Vast measure is described as 'social safety net and clean energy' package

Democratic Sen. Joe Manchin III's concerns are a major theme running through several potential sticking points in the big reconciliation bill before the House.
Democratic Sen. Joe Manchin III's concerns are a major theme running through several potential sticking points in the big reconciliation bill before the House. (Tom Williams/CQ Roll Call file photo)

The House is gearing up to consider a roughly $2 trillion budget reconciliation package this week sprawling across 2,135 pages and encompassing the work of 13 committees.

The vast measure, which is still being analyzed by the Congressional Budget Office, is mostly described as a “social safety net and clean energy” package.

But its scope runs the gamut, including things like money for local tourism boards, seafood import monitoring and a new Great Lakes icebreaker for the Coast Guard. And it would implement some long-sought Democratic policy initiatives, such as removing the threat of deportation for undocumented immigrants and imposing steep financial penalties on employers that violate labor laws.

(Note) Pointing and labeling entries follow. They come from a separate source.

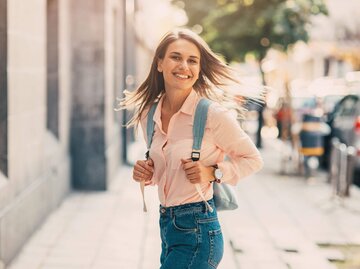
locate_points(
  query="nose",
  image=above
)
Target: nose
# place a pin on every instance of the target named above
(184, 65)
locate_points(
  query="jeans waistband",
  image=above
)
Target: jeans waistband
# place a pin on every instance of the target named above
(186, 208)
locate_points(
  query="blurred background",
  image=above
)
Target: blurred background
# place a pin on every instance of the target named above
(64, 63)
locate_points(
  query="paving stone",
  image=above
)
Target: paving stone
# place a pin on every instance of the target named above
(279, 224)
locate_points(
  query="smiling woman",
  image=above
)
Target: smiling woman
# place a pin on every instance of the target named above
(183, 72)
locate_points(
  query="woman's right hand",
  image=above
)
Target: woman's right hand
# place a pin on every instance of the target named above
(143, 170)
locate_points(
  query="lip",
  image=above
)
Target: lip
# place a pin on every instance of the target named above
(182, 76)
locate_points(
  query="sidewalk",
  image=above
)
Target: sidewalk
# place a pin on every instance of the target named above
(280, 222)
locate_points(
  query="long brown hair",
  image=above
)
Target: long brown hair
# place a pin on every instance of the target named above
(213, 79)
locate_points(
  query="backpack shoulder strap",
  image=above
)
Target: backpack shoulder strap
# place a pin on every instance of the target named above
(199, 127)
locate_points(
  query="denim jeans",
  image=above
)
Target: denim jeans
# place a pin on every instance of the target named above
(191, 237)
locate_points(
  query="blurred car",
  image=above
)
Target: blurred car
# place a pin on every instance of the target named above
(344, 122)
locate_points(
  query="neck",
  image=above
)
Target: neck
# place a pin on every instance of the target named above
(173, 100)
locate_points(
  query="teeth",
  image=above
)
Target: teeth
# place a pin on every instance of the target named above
(181, 76)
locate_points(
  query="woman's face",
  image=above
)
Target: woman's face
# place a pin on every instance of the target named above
(180, 65)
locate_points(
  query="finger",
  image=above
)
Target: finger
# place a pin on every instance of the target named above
(186, 161)
(195, 180)
(144, 169)
(148, 182)
(150, 162)
(192, 171)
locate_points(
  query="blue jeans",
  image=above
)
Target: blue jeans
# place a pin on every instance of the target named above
(191, 237)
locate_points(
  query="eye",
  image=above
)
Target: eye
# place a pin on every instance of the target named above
(193, 61)
(176, 58)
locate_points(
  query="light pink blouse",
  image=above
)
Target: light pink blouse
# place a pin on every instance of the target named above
(223, 136)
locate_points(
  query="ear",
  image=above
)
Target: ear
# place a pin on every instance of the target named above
(160, 69)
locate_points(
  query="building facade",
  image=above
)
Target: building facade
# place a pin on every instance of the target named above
(62, 65)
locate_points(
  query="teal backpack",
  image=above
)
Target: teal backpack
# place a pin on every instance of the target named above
(224, 195)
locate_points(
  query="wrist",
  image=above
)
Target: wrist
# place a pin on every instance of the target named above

The package has already been scaled back considerably, dropping numerous tax increases and a more expansive prescription drug pricing regime, and its price tag has been cut roughly in half. House Democratic leaders have made changes to mollify both progressives and moderates in their caucus, as well as their colleagues in the Senate, and to attempt to make the package fit within the Senate’s “Byrd rule” that puts strict limits on what can be included in a filibuster-proof reconciliation bill.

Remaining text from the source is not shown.